The $100 Million Question:
Will I Need A Sulphate Removal Plant For Oilfield Souring Control?
Rawwater, the UK-based specialist in oilfield souring control, is providing oil majors globally with greater levels of insight than have previously been available into whether or not their oilfields will sour.
Only recently, Rawwater used its considerable knowledge of oilfield souring to demonstrate to a leading operator that downhole conditions within one of its assets meant that a costly sulphate removal plant (SRP) would not be required. The resultant savings in plant and infrastructure were estimated to exceed $100 million. It is an established fact of geology and geochemistry that crude from some oilfields is sweet, whereas from others it is sour. More expensive to refine, due to higher concentrations of highly corrosive sulphur (typically more than 5%), sour crude requires the use of corrosion-resistant topsides equipment, expensive sulphate removal technologies and chemical dosing regimes.
The phenomenon of microbiological reservoir souring
Geology and geochemistry aside, the process of pumping sulphate-containing water (typically seawater) into oil reservoirs – to maintain pressure during secondary recovery operations – can introduce sulphate-reducing bacteria into a sweet oil environment. Where conditions are right, the result is the production of hydrogen sulphide and a phenomenon known as ‘microbiological’ reservoir souring. However, as it can take several years of microbial activity before higher levels of souring are noticed in output, the challenge is to identify the likelihood of souring early enough to establish cost-effective treatment strategies – particularly as reservoir souring is thought to take up as much as a third of production budgets.

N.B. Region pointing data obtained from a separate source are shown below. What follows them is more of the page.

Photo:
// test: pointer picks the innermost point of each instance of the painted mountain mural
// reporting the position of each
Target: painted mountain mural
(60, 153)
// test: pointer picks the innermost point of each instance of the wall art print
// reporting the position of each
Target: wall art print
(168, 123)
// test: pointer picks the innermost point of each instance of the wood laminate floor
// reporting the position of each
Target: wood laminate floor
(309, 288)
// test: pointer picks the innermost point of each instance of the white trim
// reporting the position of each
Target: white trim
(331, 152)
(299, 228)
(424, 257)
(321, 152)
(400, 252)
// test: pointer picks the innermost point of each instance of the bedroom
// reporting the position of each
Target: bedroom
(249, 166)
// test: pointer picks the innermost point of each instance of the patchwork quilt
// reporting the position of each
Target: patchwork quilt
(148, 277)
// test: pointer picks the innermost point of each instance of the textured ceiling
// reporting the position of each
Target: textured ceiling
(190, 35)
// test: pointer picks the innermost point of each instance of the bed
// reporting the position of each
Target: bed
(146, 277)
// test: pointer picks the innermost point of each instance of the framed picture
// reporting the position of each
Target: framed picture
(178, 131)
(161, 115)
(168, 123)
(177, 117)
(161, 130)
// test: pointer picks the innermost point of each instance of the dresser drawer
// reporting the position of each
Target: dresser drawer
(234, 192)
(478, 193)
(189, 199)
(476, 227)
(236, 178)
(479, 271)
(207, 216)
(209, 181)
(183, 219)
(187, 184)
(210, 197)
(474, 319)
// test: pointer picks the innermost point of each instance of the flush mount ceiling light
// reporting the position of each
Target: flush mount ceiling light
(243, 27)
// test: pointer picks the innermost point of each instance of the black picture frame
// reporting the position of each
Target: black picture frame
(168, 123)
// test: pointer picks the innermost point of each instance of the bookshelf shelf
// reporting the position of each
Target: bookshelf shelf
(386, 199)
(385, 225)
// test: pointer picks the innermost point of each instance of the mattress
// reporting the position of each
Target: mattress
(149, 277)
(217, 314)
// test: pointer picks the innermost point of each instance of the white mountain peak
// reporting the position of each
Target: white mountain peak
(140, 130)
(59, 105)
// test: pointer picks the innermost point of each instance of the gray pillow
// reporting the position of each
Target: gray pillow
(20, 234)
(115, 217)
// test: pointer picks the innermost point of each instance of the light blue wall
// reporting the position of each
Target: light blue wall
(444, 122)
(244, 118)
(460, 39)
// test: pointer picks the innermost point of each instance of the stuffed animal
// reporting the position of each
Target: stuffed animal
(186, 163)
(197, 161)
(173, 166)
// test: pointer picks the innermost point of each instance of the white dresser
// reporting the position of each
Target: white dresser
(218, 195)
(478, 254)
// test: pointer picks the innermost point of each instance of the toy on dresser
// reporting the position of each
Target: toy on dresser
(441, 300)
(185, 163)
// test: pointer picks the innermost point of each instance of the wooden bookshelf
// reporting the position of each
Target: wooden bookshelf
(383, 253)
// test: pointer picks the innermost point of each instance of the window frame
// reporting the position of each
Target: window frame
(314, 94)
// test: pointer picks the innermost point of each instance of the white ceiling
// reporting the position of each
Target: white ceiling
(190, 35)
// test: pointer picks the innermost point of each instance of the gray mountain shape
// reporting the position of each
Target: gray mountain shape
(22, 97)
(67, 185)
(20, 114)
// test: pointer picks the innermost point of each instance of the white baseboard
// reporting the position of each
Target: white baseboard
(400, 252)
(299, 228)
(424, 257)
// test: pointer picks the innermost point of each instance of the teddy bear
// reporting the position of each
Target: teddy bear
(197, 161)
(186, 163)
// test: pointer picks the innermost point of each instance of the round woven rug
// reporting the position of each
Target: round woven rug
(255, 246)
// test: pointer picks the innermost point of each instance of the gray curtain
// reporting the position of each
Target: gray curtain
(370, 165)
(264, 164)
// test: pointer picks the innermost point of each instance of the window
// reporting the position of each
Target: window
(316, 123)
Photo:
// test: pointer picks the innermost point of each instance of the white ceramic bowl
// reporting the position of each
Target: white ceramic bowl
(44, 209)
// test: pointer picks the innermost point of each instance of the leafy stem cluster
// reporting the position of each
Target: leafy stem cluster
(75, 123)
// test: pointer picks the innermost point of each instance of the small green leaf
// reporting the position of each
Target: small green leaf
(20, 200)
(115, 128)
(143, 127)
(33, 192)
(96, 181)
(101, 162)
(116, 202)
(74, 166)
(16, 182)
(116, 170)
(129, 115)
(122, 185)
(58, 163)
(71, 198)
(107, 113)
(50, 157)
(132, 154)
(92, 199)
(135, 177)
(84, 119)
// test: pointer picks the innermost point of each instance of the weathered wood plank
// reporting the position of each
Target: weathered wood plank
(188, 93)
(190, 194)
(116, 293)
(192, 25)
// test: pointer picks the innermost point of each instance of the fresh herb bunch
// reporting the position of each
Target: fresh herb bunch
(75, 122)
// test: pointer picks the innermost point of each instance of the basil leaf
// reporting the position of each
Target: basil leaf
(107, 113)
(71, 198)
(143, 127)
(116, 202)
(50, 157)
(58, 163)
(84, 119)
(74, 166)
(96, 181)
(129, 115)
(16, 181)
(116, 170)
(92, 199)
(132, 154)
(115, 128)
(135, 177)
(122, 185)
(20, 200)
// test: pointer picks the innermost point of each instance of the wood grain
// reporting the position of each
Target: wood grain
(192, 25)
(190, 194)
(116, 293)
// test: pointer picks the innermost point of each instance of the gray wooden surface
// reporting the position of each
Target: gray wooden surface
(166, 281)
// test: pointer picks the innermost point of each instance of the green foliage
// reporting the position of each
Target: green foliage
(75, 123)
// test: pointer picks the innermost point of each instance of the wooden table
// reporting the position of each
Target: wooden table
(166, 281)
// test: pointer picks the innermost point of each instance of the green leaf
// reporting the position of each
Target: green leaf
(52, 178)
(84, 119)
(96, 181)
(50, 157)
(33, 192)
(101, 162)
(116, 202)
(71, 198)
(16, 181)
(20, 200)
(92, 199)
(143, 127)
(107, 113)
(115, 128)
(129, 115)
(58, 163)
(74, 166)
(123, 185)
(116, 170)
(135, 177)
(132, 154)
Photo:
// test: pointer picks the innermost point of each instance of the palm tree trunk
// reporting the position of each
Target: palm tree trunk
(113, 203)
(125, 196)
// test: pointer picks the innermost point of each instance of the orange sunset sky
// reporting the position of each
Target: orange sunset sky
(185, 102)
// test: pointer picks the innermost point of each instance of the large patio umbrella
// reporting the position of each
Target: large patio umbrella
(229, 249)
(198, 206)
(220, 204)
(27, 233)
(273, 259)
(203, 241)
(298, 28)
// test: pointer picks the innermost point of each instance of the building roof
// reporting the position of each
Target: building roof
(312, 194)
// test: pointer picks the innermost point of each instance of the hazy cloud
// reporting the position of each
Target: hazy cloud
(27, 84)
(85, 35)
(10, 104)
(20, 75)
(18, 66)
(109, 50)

Concerned that platforms originally set up for sweet oil production will be unsuitable for the receipt of sour crude, topsides operators may, understandably, choose to invest in costly sulphate removal plants for souring control where there is a risk of microbiological souring. Thanks to Rawwater’s work into the causes of oil reservoir souring and its development of predictive software modelling, however, an oilfield’s propensity to sour can be forecast over the life of operation.
Leading the understanding of microbiological oilfield souring
For more than 30 years, Rawwater has been cultivating oilfield bacteria strains and, today, operates what is widely regarded as the world’s most advanced facility for the study of microbiological oilfield souring under laboratory conditions.
Oilfield souring studies were once completed through the use of simple sand, oil and seawater bottle tests or ‘up-flow’ sand packs subjected to atmospheric pressure. These ‘simple’ tests, however, were unable to replicate the temperature and pressure conditions found downhole, meaning that it was not possible to establish the effects of temperature and pressure on oilfield microbiology. By comparison, Rawwater operates a suite of more than 50 pressurised bioreactors – specially constructed corrosion-resistant columns that are filled with sand, seawater and crude, inoculated with oilfield bacteria, and then subjected to the same pressures and temperatures as found in the reservoir environment. Testing pressures range from atmospheric pressure to 12,000psig, with testing temperatures ranging from 5°C to just below the boiling point of water.
The DynamicTVS© predictive oilfield souring tool
To establish if, when, and to what level an oilfield will sour, data from Rawwater’s pressurised bioreactor studies is then entered into the organisation’s DynamicTVS© (TVS = Thermal Viability Shell) predictive oilfield souring tool. Developed over many years, DynamicTVS© can forecast a reservoir’s propensity to sour in good time for cost-effective remedial strategies to be put in place. By applying its DynamicTVS© souring forecasting model to data from the asset, Rawwater was able to show the operator that the pressure and temperature conditions found within the well were too extreme to support the microbiological growth that would lead to sulphide production. To corroborate the findings, a 12-month pressurised bioreactor study then took place.
About Rawwater’s pressurised bioreactor programme
Generating high levels of interest from oil majors and chemical service companies, Rawwater’s pressurised bioreactor research programme commenced in 2006. The programme was instrumental in the birth of the Seriatim series of work into oilfield souring, with $10 million in funding being set aside for Rawwater to establish a pressurised bioreactor dataset. By October 2018, just 12 years after the programme’s start date, Rawwater had built up no less than the equivalent of 400 years’ worth of oilfield souring data.
Rawwater’s software modelling programme, DynamicTVS©, can forecast a reservoir’s propensity to sour in advance of well completion. The DynamicTVS© model describes the cooling of an oil reservoir due to water flooding, the opportunity for growth of sulphate-reducing microorganisms (SRMs) in the cooled zone, the movement of resultant hydrogen sulphide to the producer and the downhole and topsides partitioning of the sulphide at specified pressures and temperatures. DynamicTVS© was developed at UMIST – the University of Manchester Institute of Science and Technology. To date, more than 130 souring forecasts, including single injector/producer (I/P) pair forecasts and full-field statistical analysis, have been completed for clients worldwide.